AI Deployments Targeted in 91,000+ Attack Sessions

AI Deployments Targeted in 91,000+ Attack Sessions

eSecurity Planet
eSecurity PlanetJan 9, 2026

Why It Matters

AI services are becoming critical production components, and the scale of reconnaissance indicates imminent exploitation risk for organizations that leave these endpoints exposed.

Key Takeaways

  • 91k AI attack sessions recorded in four months.
  • SSRF campaign used Ollama, Twilio, JA4H fingerprint, Nuclei automation.
  • Enumeration campaign probed 70+ LLMs with low‑risk queries.
  • Attackers leveraged outbound callbacks and proxy misconfigurations.
  • Zero‑trust and strict outbound controls recommended to mitigate risk.

Pulse Analysis

The rapid integration of generative AI into enterprise workflows has expanded the attack surface far beyond traditional web applications. As AI models are exposed through APIs, webhooks, and proxy layers, they inherit the same misconfiguration pitfalls that attackers have long exploited in cloud environments. This convergence means that threat actors can now apply familiar techniques—such as server‑side request forgery—to AI‑specific services, turning experimental curiosity into a disciplined reconnaissance operation.

Two distinct campaigns illustrate the evolving threat landscape. The first employed SSRF to abuse Ollama’s model‑pull feature and Twilio webhook parameters, using a consistent JA4H TLS fingerprint that points to a centralized scanning framework, likely Nuclei. The second campaign focused on large‑scale enumeration, probing more than 70 LLM endpoints—including OpenAI, Anthropic, Meta, and Google models—with innocuous queries designed to evade content filters. Remarkably, just two IP addresses generated over 80,000 sessions in eleven days, underscoring the efficiency of automated, low‑profile probing that can map an organization’s AI ecosystem without triggering alarms.

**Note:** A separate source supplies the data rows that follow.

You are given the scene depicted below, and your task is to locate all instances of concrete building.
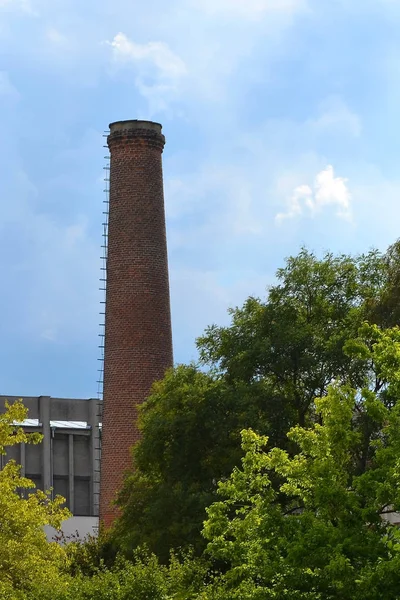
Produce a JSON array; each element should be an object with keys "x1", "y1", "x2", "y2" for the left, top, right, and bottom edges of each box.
[
  {"x1": 0, "y1": 396, "x2": 102, "y2": 537},
  {"x1": 0, "y1": 120, "x2": 173, "y2": 533}
]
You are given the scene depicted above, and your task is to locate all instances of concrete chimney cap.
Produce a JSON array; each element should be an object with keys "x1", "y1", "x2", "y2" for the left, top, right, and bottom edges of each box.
[{"x1": 109, "y1": 119, "x2": 162, "y2": 133}]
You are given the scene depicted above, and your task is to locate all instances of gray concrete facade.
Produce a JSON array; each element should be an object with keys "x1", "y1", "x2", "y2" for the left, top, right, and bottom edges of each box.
[{"x1": 0, "y1": 396, "x2": 102, "y2": 517}]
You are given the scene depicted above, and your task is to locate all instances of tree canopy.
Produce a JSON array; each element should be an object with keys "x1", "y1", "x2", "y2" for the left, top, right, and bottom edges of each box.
[
  {"x1": 113, "y1": 243, "x2": 400, "y2": 561},
  {"x1": 0, "y1": 402, "x2": 70, "y2": 600}
]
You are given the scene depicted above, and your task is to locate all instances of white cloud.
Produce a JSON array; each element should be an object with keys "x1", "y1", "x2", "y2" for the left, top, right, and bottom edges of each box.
[
  {"x1": 108, "y1": 33, "x2": 187, "y2": 113},
  {"x1": 0, "y1": 0, "x2": 34, "y2": 14},
  {"x1": 275, "y1": 165, "x2": 351, "y2": 223}
]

Defending AI deployments now requires the same layered approach applied to legacy infrastructure. Organizations should restrict outbound network traffic from AI servers, block known malicious JA4H fingerprints and OAST domains, and enforce strict authentication and least‑privilege access across model endpoints and proxy layers. Rate limiting, behavioral throttling, and continuous telemetry monitoring can disrupt automated enumeration, while zero‑trust architectures limit implicit trust between services. As AI becomes a core business capability, proactive hardening and incident‑response readiness will be essential to prevent reconnaissance from evolving into full‑scale exploitation.